Introduction
The security ecosystem has reached an inflection point – the cloud service providers that form the backbone of every company’s core operations have become a prime target for adversaries, and few solutions exist for protecting data in the face of an upstream breach.
Material has signed the Cybersecurity Infrastructure Security Agency (CISA) Secure by Design Pledge, and we’re encouraged to see our industry peers take the matter as seriously as we do. We sign this pledge as a promise to our customers that secure design principles have always and will always be a core tenet of Material.
Material Security was founded in the wake of the 2016 election hacks, when our founders decided that the compromise of a single person's account shouldn’t inherently lead to the compromise of all the data it has access to. As attack paths continue to evolve, protecting email means understanding and addressing the total attack surface.
Material is purpose-built to stop email attacks, limit the blast radius of compromised accounts, and prevent data exfiltration. Our single-tenant deployment model and supporting security operations as outlined in the goals behind this pledge are purposefully designed to maximize customer privacy and trust.
Below, we’ve laid out the ways Material Security meets and exceeds the guidelines of Secure by Design. Security has been the top priority for Material since the company's inception and is baked into every decision we make.
Multi-Factor Authentication (MFA) and Default Passwords
If you don’t store passwords, you can’t leak passwords. One of the key design decisions was not to include password-based authentication anywhere in Material. The only way to log into a Material instance is by using the customer’s IdP via SSO or by signing in with your Google or Microsoft account. This puts our customers in full control of identity management and service authorization, which is the way it should be.
We’re also strongly opposed to the SSO and audit log "tax". Customers should not have to pay extra for foundational security controls. SSO and audit logs are included with all deployments of Material without an extra fee or license upcharge.
Reducing Entire Classes of Vulnerabilities
Material has taken several steps to reduce entire classes of vulnerabilities that could impact our services:
Minimizing the Attack Surface Area
Material Security is an API-centric platform. Our service is agentless and passwordless, relying instead on granular OAuth grants to gain authorization to customer environments. On a customer tenant, the only externally available service is the Material Admin console, which can additionally be IP-restricted to customer networks. Whenever possible, we avoid using or exposing any internet-reachable endpoints to minimize our attack surface.
Single-Tenant Deployment
Recognizing the extreme sensitivity of the data contained in email inboxes, Material Security developed a single-tenant cloud instance deployment model from day one to ensure safe data isolation. A breach of a multi-tenant cloud service provider can lead to the compromise of data originating from one or more customers due to lack of data isolation. In a properly scoped single-tenant model, services, accounts, and data are always isolated from other customers', which significantly limits the impact of vulnerabilities or potential breaches.
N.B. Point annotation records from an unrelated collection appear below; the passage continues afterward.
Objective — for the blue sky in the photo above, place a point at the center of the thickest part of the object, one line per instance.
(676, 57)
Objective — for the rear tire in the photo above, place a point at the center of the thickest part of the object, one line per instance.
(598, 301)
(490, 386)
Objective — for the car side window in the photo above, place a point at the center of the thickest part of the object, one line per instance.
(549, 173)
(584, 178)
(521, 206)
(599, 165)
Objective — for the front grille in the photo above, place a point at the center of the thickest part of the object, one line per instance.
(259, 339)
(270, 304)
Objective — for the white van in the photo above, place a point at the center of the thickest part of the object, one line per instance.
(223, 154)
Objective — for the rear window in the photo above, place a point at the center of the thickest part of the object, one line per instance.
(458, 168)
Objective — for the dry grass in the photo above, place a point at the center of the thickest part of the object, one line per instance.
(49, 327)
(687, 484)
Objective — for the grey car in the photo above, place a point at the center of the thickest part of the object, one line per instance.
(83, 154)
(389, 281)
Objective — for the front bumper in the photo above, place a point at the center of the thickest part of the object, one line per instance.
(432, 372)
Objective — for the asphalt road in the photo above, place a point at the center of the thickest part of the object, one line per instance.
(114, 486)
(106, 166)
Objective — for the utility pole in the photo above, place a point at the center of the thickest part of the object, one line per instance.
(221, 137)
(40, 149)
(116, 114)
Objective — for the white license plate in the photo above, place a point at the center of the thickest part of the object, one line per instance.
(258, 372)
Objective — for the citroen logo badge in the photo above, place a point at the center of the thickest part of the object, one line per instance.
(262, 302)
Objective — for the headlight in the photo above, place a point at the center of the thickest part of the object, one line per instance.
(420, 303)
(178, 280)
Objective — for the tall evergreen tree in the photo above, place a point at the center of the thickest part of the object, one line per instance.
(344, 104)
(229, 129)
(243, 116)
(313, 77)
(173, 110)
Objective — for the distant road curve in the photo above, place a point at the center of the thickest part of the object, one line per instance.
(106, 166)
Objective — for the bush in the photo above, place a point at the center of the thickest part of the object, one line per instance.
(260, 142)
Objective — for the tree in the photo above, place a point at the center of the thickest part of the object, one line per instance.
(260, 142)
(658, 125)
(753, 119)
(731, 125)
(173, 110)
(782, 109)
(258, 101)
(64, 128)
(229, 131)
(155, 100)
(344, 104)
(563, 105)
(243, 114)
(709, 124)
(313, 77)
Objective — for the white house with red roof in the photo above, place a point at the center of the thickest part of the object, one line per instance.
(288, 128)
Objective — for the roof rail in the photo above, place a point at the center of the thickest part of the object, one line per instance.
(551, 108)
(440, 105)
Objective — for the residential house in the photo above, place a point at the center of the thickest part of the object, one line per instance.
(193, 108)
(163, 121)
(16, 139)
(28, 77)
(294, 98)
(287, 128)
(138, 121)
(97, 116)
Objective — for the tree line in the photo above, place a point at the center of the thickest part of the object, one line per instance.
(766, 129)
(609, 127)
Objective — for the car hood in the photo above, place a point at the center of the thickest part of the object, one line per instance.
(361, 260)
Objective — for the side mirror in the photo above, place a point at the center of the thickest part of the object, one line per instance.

In addition to the audit logging mentioned earlier, Material allows customers full access to the backend infrastructure for their tenants. In practice, this means we will provide "Owner" level access to customers for their GCP project if they desire. This evolution in transparency means that customers have the ability to audit, inspect, and instrument the way the Material platform is processing their data. Customers can bring their own security controls and gather any telemetry they need directly from the infrastructure. They can configure their instance of Material Security with exactly the same tooling they’ve rolled out to their existing infrastructure.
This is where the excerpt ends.